Sabendo que, em razão dos contextos das possibilidades reais dos momentos históricos, às antigas se acrescentam outras formas novas de pobreza «por vezes mais subtis e perigosas» [102], Leão XIV escreve: «Não estamos no horizonte da beneficência, mas no da Revelação: o contato com quem não tem poder nem grandeza é um modo fundamental de encontro com o Senhor da história. Nos pobres, Ele ainda tem algo a dizer-nos.» [5]
«Para nós, cristãos, a questão dos pobres remete-nos à essência da nossa fé.» E esclarece o Papa: «A realidade é que, para os cristãos, os pobres não são uma categoria sociológica, mas a própria carne de Cristo. Com efeito, não basta limitar-se a enunciar de modo genérico a doutrina da encarnação de Deus. Para entrar verdadeiramente neste mistério, é preciso especificar que o Senhor se faz carne que tem fome e sede, que está doente e na prisão.» [110]
Os pobres, os pobres que são família [104] e que são «sujeitos» de vida e não tanto «objectos» de benemerência, são também eles que «nos evangelizam» porque, «No silêncio da sua condição, eles colocam-nos diante da nossa fraqueza», «eles revelam a nossa precariedade e o vazio de uma vida aparentemente protegida e segura.» Será por isso também que Leão XIV acentua, logo no início, que «o cuidado da Igreja pelos pobres» é também uma Igreja «com os pobres». [3]

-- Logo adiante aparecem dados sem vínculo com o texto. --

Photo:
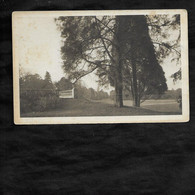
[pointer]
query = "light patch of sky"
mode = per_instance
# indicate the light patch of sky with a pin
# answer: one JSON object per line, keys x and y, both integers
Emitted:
{"x": 39, "y": 43}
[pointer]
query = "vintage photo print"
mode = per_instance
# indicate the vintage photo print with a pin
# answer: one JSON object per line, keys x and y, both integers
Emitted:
{"x": 74, "y": 67}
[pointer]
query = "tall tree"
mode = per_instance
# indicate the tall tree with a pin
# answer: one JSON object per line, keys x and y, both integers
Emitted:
{"x": 117, "y": 48}
{"x": 142, "y": 74}
{"x": 88, "y": 44}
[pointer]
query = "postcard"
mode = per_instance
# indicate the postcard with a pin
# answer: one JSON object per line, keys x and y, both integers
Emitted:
{"x": 89, "y": 67}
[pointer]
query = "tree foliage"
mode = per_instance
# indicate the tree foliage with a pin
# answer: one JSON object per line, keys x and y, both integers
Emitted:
{"x": 119, "y": 49}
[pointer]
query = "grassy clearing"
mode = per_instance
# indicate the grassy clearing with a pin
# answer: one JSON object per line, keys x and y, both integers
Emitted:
{"x": 74, "y": 107}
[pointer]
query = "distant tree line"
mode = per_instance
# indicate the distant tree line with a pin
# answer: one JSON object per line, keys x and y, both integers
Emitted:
{"x": 37, "y": 94}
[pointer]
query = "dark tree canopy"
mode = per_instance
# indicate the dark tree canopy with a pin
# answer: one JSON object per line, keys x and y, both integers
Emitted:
{"x": 118, "y": 49}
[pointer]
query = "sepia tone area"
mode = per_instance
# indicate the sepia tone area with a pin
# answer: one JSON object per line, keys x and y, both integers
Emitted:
{"x": 107, "y": 66}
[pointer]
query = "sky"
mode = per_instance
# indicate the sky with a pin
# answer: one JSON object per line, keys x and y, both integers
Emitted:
{"x": 38, "y": 45}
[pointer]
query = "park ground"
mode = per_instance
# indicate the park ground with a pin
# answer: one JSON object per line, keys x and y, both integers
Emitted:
{"x": 84, "y": 107}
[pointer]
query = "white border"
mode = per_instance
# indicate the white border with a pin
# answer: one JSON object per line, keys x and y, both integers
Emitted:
{"x": 105, "y": 119}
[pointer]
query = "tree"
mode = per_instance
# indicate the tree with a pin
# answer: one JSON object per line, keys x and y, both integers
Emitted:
{"x": 48, "y": 82}
{"x": 64, "y": 84}
{"x": 105, "y": 45}
{"x": 88, "y": 44}
{"x": 143, "y": 75}
{"x": 161, "y": 29}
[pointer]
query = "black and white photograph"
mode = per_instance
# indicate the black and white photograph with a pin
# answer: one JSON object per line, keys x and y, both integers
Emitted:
{"x": 100, "y": 66}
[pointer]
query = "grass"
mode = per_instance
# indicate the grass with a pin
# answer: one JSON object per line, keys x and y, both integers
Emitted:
{"x": 75, "y": 107}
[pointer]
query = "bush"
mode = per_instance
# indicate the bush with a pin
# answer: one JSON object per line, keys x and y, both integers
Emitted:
{"x": 38, "y": 100}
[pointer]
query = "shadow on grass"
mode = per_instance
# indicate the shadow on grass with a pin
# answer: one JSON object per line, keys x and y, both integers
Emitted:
{"x": 75, "y": 107}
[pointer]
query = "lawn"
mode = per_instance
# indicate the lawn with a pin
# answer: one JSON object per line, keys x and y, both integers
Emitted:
{"x": 75, "y": 107}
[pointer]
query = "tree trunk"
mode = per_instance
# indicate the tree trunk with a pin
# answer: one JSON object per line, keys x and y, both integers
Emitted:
{"x": 118, "y": 89}
{"x": 118, "y": 80}
{"x": 136, "y": 99}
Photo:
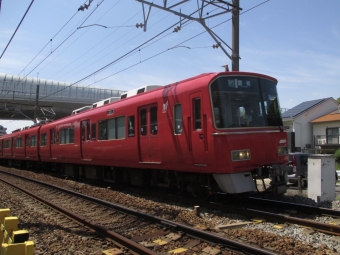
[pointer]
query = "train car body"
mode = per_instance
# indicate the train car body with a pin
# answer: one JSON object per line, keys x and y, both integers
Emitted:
{"x": 188, "y": 135}
{"x": 22, "y": 146}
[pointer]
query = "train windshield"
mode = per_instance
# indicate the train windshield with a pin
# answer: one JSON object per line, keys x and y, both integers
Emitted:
{"x": 241, "y": 101}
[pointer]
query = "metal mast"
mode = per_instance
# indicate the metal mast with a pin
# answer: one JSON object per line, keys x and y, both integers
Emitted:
{"x": 223, "y": 6}
{"x": 236, "y": 36}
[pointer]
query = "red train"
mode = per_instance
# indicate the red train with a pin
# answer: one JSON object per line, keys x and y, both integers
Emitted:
{"x": 194, "y": 135}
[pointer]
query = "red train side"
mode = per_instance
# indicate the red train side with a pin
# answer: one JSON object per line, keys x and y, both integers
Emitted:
{"x": 188, "y": 135}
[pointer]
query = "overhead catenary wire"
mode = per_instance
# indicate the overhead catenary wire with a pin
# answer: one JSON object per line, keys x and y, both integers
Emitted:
{"x": 138, "y": 47}
{"x": 16, "y": 28}
{"x": 59, "y": 44}
{"x": 178, "y": 45}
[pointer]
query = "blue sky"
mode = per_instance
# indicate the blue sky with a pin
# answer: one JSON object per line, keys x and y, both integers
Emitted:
{"x": 297, "y": 42}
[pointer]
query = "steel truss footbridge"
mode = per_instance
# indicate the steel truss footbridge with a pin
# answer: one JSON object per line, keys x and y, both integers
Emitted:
{"x": 25, "y": 98}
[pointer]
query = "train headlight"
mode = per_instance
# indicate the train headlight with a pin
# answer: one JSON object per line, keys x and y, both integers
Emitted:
{"x": 283, "y": 150}
{"x": 240, "y": 155}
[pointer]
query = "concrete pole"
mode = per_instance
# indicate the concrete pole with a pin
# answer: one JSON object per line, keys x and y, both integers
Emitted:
{"x": 236, "y": 35}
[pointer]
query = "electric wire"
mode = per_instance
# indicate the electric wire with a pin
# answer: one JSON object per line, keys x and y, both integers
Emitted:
{"x": 56, "y": 47}
{"x": 141, "y": 45}
{"x": 176, "y": 46}
{"x": 48, "y": 42}
{"x": 116, "y": 60}
{"x": 16, "y": 28}
{"x": 96, "y": 54}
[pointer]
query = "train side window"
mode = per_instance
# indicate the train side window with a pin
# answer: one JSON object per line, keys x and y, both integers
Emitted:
{"x": 67, "y": 135}
{"x": 120, "y": 128}
{"x": 43, "y": 139}
{"x": 131, "y": 126}
{"x": 153, "y": 118}
{"x": 93, "y": 132}
{"x": 197, "y": 113}
{"x": 143, "y": 130}
{"x": 178, "y": 119}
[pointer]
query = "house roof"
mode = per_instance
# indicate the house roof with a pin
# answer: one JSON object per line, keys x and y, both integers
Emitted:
{"x": 333, "y": 116}
{"x": 303, "y": 107}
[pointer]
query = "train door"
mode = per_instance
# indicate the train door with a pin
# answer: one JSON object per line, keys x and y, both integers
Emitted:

«Pelos pobres» e «com os pobres», duas expressões preposicionais que são também uma proposta inadiável, quer no trabalho, quer no empenho em mudar estruturas injustas, quer através de um gesto simples e pessoal de proximidade, importa sempre que o pobre sinta serem para ele, os pobres de todas as formas de pobreza, as palavras de Jesus: «Eu te amei».
Assim termina a Exortação Apostólica “Dilexi te” de Leão XIV para ser lida de papel na mão e com os olhos postos na Cruz da Fé e no mundo dos humanos. Termina, como começou, com um verbo bíblico conjugado no passado, que é, e deverá ser, um presente continuado, porque ele é do tempo da Eternidade.